= Oneirophrenia =

Psychotic disorder featuring hallucinations

Oneirophrenia (from the Greek words "ὄνειρος" (oneiros, "dream") and "φρήν" (phrēn, "mind")) is a hallucinatory, dream-like state caused by several conditions such as prolonged sleep deprivation, sensory deprivation, or drugs (such as the oneirogens ibogaine and harmaline). Oneirophrenia is often confused with an acute case of schizophrenia due to the onset of hallucinations. The severity of this condition can range from derealization to complete hallucinations and delusions. Oneirophrenia was described for the first time in the 1950s but was studied more in the 1960s.

==History==
Oneirophrenia was studied in the 1950s by the neurologist and psychiatrist Ladislas J. Meduna (1896–1964), also known as the discoverer of one of the forms of shock therapy, using the drug metrazol. Although oneirophrenia was recognized as a specific condition in the 1950s, it was not studied in depth until the 1960s. During its beginning stages oneirophrenia was studied very closely with schizophrenia as an acute form due to the relationship between their symptoms. It wasn't until greater research that oneirophrenia became its own mental disease.

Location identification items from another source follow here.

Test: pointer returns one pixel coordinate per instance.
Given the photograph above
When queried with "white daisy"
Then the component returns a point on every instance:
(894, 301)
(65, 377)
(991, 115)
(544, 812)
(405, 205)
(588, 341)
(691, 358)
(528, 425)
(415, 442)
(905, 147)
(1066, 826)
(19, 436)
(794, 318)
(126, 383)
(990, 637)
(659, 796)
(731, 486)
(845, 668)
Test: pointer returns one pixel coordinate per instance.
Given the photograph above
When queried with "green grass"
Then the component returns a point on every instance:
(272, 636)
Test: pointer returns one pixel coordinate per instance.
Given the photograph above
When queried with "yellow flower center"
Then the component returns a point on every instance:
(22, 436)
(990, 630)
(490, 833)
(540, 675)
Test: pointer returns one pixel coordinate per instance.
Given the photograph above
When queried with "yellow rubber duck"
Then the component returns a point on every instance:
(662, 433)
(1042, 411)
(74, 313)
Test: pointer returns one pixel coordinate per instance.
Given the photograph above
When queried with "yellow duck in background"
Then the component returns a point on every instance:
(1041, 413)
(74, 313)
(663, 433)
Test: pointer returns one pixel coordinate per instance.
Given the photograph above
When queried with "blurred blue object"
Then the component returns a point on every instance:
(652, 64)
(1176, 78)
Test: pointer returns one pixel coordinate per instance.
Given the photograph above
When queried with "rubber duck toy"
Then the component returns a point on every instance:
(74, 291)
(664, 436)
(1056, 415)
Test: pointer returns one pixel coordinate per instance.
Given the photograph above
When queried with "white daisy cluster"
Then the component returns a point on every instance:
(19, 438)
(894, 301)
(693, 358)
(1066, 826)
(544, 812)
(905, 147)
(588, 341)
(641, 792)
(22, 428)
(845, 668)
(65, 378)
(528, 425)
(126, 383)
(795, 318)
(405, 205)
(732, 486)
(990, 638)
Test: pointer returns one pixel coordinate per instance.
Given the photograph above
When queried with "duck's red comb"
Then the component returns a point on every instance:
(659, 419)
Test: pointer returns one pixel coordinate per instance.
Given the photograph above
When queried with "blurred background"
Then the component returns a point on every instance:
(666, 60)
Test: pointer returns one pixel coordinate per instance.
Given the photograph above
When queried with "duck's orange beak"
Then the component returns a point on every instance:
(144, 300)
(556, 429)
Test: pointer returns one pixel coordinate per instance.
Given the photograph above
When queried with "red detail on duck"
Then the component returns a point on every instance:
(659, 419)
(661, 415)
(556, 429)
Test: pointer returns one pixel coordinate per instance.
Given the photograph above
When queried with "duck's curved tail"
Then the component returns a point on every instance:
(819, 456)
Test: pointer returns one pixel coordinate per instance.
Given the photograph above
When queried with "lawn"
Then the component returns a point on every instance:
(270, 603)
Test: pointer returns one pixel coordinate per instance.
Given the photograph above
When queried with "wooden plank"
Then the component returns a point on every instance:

Meduna (1950) identified apperception disturbance as a core symptom of oneirophrenia, with primary impacts on sensory modalities: vision, proprioception and interoception (including body image), hearing, smell, and difficulty with central vision (e.g., foggy or hazy vision). Patients often experience a sense of unreality, which they struggle to accept for an extended period. Their reactions to the disorder are influenced by their pre-existing personality, typically beginning with fear and confusion. Oneirophrenia is characterized by "exogenous hallucinations," similar to those seen in delirium or states induced by psychoactive substances, as opposed to the "endogenous hallucinations" associated with schizophrenia. He proposed that "oneirophrenia, a primary illusionary psychosis, is the clinical result of a disturbance of the carbohydrate metabolism of the brain."

==Symptoms==
Oneirophrenia is often described as a dream-like state that can lead to hallucinations and confusion. Feelings and emotions are often disturbed but information from the senses is left intact separating it from true schizophrenia.

==Causes==
Oneirophrenia can result from long periods of sleep deprivation or extreme sensory deprivation. The hallucinations in oneirophrenia are increased or derive under decreased sensory input. Psychoanalysts, such as Claudio Naranjo, in the sixties have described the value of ibogaine-induced oneirophrenia for inducing and manipulating free fantasy and dream-like associations in patients under treatment.

==Diagnosis==
===Differential diagnosis===

Oneirophrenia and schizophrenia are often confused although there are distinct differences between the conditions. Oneirophrenia has some of the characteristics of schizophrenia, such as a confusional state and clouding of consciousness, but without presenting the dissociative symptoms which are typical of that disorder. Oneiophrenia often begins with the inability to focus on things while schizophrenia frequently starts with a traumatic event. Persons affected by oneirophrenia have a feeling of dream-like derealization which, in its extreme form, may progress to delusions and hallucinations. Therefore, it is considered a schizophrenia-like acute form of psychosis which remits in about 60% of cases within a period of two years. It is estimated that 50% or more of schizophrenic patients present oneirophrenia at least once.

==Treatments==
Oneirophrenic patients are resistant to insulin and when injected with glucose, these patients take 30 to 50% longer to return to normal glycemia. The meaning of this finding is not known, but it has been hypothesized that it may be due to an insulin antagonist present in the blood during psychosis. However, there is currently no known treatment for oneirophrenia.